Berlin launches climate and security initiative

  • Market: Emissions
  • 11/10/22

Germany's foreign ministry today officially launched the "Climate, Environment, Peace and Security Declaration and Initiative", which aims to ramp up knowledge and action on the interlinkage between climate change and security risks.

The initiative draws on the declaration agreed by G7 foreign ministers in May this year under German presidency to recognise the impacts of the climate and biodiversity crises as a threat to international peace and stability, Germany's climate envoy Jennifer Morgan told delegates at this year's Berlin Climate and Security Conference (BCSC). The G7 declaration was to pave the way for enhanced multilateral action on climate security. "We need to move from study to action," Morgan said.

"Fighting climate change, in the end, is about peace," German foreign minister Annalena Baerbock told delegates. The initiative is to help better co-ordinate projects, share best practices and launch joint projects, Baerbock said.

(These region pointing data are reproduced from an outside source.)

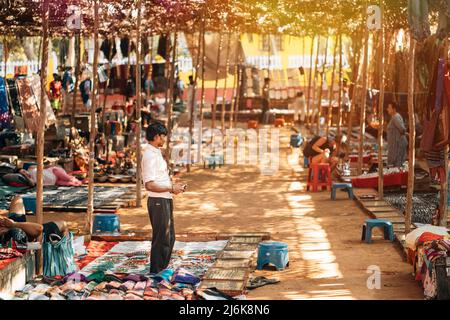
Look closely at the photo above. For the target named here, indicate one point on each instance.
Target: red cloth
(95, 249)
(395, 179)
(427, 237)
(366, 159)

While it is now common knowledge that there is a connection between climate change and peace, more data and more knowledge is needed on this interlinkage, Baerbock said. This can include information on new heat-resistant crops, educating peacekeepers on how climate change is affecting conflicts where they operate, or applying machine learning to collate data for risk analysis on how drought and heat are damaging agriculture and causing conflict between local communities.

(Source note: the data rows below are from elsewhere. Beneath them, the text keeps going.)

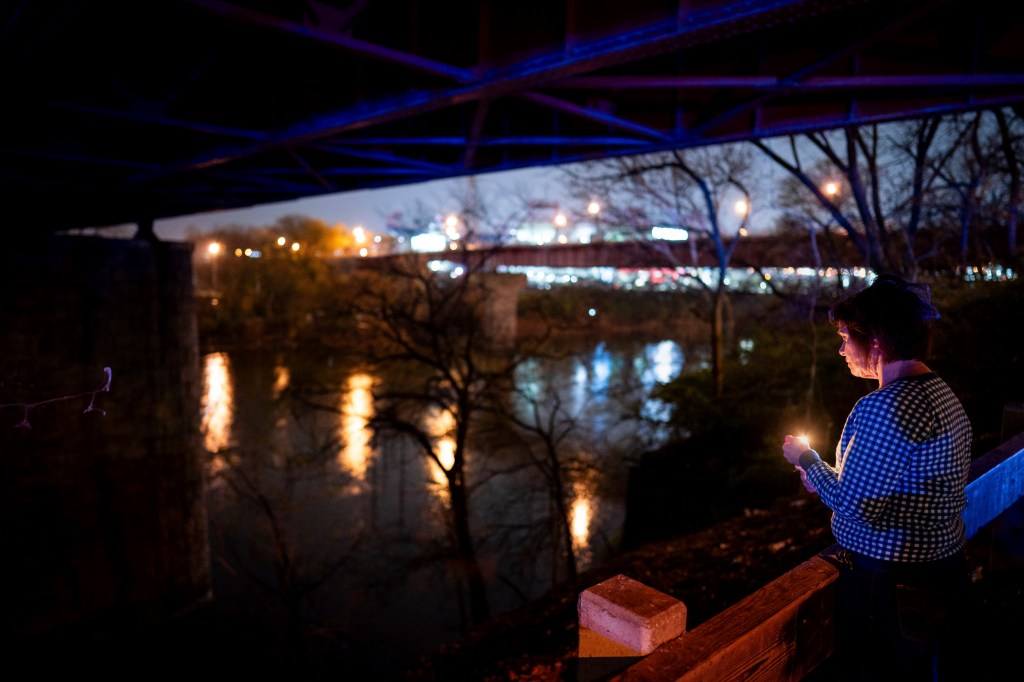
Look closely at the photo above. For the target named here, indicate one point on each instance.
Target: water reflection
(383, 502)
(580, 525)
(217, 402)
(356, 411)
(439, 424)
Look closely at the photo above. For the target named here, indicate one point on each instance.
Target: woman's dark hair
(893, 312)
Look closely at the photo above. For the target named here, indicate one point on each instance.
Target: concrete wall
(102, 518)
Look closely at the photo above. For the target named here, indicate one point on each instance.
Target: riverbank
(710, 570)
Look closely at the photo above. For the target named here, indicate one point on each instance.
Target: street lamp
(742, 209)
(214, 250)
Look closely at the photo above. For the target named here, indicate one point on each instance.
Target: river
(313, 522)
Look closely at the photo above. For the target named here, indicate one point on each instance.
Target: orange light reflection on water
(356, 411)
(217, 406)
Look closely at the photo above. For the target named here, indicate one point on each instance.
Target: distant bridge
(772, 251)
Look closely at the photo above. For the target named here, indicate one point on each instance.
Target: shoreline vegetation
(769, 527)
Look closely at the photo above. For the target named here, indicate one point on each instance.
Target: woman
(896, 491)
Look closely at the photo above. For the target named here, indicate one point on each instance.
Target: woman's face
(863, 363)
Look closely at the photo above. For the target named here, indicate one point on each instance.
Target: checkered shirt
(901, 466)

Germany, for instance, is acting on the basis of such analysis as it plans to install solar panels in refugee camps in the Sahel, which are less polluting and less prone to failure than diesel generators in the event of a security incident, Baerbock said.

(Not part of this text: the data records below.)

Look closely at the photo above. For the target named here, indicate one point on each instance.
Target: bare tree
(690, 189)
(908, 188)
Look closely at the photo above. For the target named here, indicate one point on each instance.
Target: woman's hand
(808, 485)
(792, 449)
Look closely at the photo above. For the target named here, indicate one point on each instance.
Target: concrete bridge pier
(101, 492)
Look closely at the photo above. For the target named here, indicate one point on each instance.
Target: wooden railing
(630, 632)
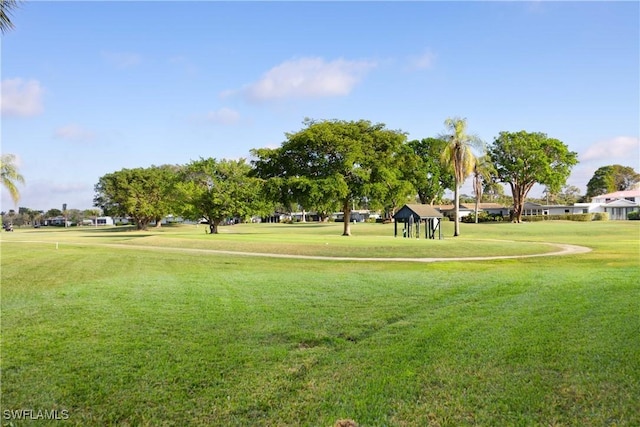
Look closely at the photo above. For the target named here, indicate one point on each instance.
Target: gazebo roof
(417, 211)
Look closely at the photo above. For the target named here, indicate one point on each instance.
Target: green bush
(563, 217)
(483, 217)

Since the Green Party's Baerbock took up her post in December last year climate policy has been a priority of Germany's foreign policy, the foreign ministry said, with a focus on the connection between climate, peace and security.

Germany's foreign ministry has repeatedly stressed the urgency to push the issues of climate finance and loss and damage at the UN Cop 27 climate conference in Egypt next month.

Egypt prepares climate, peace initiative

Egypt will present its own "Climate Responses for Sustaining Peace" (CRSP) initiative at Cop 27.

Ambassador Ahmed Abdel-Latif of the Cairo International Center for Conflict Resolution, Peacekeeping and Peacebuilding (CCCPA) told delegates at the BCSC that the CRSP initiative focuses on the African continent, being the most impacted by the consequences of climate change while contributing the least to this phenomenon. At the same time, Africa is the continent witnessing the greatest number of armed conflicts, and is the focus of most peace-building efforts.

The CRSP initiative aims at "moving to action" and addressing gaps such as the mismatch between climate action and peace policy. Under the initiative, a range of programmes and activities will address the link between climate adaptation and peace-building, between climate-resilient food systems and peace, look at scaling up climate finance, and finding durable solutions for displacement triggered by climate change.

The finance gap will be a "big priority" at Cop 27, Abdel-Latif said, pointing to the "unprecedented" strong focus on adaptation and vulnerability in the latest working group report from the Intergovernmental Panel on Climate Change (IPCC). The IPCC report was one of the "frames of reference" for the CRSP initiative, Abdel-Latif said.

The CRSP initiative was first presented following joint technical discussions held last month between the CCCPA and the UN Development Programme.

German ambassador Hinrich Thoelken, permanent representative at the UN in Rome, said the two initiatives are "overdue", and that the time is ripe to move "beyond talks". The two initiatives can complement and strengthen each other, Thoelken said, adding that duplication can be avoided "by working together and being open and transparent".